Google has done ‘it’ for more than 10 years; amazon has adapted it, and we will start from now. I am talking about data analysis, with data mining mechanisms. My first ‘fault’ is to name data mining only, but calling ‘it’ knowledge discovery in database (KDD), would be more correct, I guess. Data mining only describes the analysis process. But there is a more comprehensive process to do before data mining activities can be started. Before I describe the KDD-process, I would also like to mention, that different types of data mining categories exist, which represent a different algorithm each. So we have to watch out when discussing data mining and KDD, and not to loose sight of the wood for the trees. The picture below illustrates the complete KDD process.

Knowledge discovery in database (KDD) Process

Knowledge discovery in database (KDD) Process

Starting point are large quantities of data. First, we must select the attributes, which we will use for our analysis. This step is mandatory for all mining processes. It differs in the way how attributes are selected. I will discuss this in a further post. After data selection, a preprocessing step transforms the data into suitable models for analysis. This step is done with the help of an ETL (Extract Transform Load) tool, usually.

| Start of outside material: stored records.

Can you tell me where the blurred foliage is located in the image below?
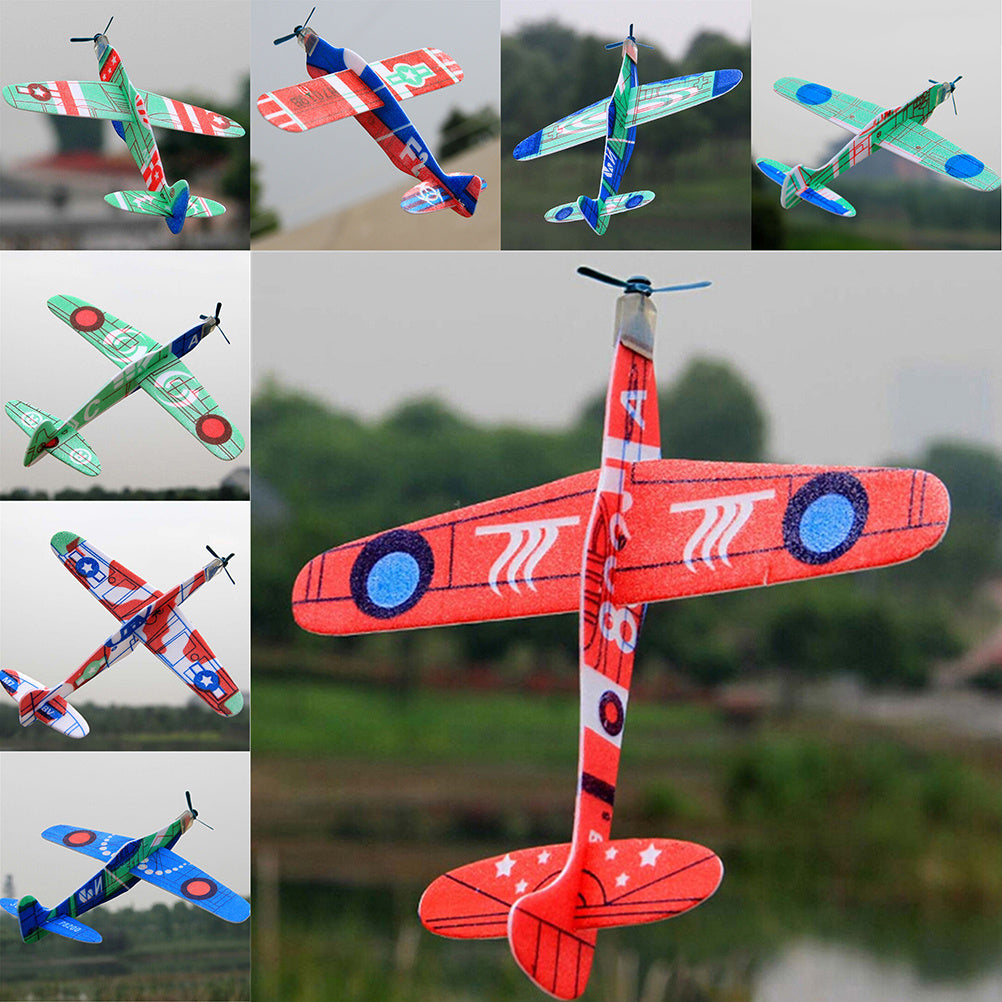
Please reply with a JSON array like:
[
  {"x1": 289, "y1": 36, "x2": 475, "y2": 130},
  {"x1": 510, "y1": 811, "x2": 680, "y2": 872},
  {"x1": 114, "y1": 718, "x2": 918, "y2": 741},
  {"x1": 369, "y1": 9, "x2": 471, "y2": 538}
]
[{"x1": 252, "y1": 350, "x2": 1002, "y2": 687}]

Both steps help to reduce and to structure the vast amount of data.

After that, data mining itself can start. Data mining is the process of detecting new correlations, patterns, and rules. This is done by sifting through the data stored as preprocessed data, using suitable algorithms. The illustration below shows the different principles of data mining.

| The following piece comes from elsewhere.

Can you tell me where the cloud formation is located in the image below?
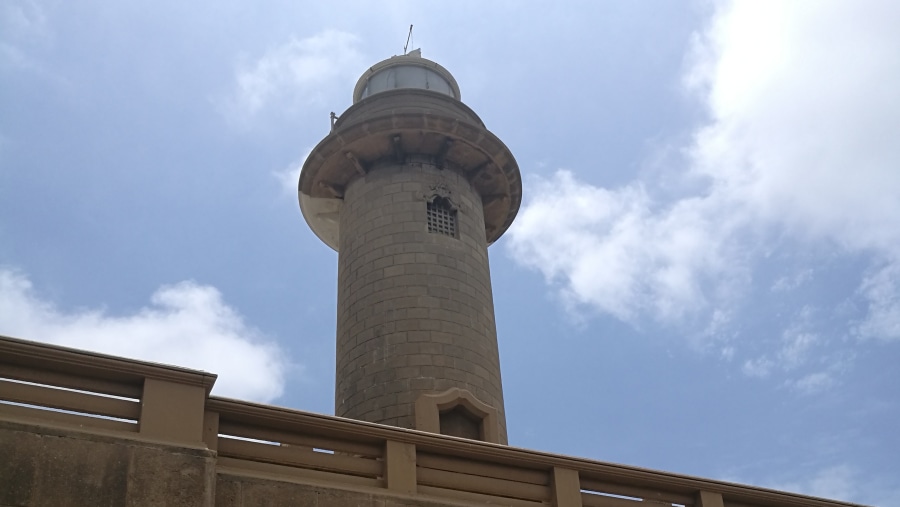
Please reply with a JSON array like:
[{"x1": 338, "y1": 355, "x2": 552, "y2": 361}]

Directed and undirected data mining

Directed and undirected data mining

There are two main principles in data mining: directed and undirected data mining. Each principle produces a different result type. The directed method is based on machine learning. Based on sample data, which represents the desired scenario e.g. spark plug falls out, the system will learn the classification patterns. Those patterns are used to select the desired data  to forecast expected events. The undirected data mining delivers associations of attributes of multiple dimensions (e.g. temperature, speed, pace, acceleration, …). Statistical methods help to bring the dependencies between the dimensions to light.

Last step is to evaluate the result. Depending on the analytical method this is usually done by integrated visualization or statistic tools.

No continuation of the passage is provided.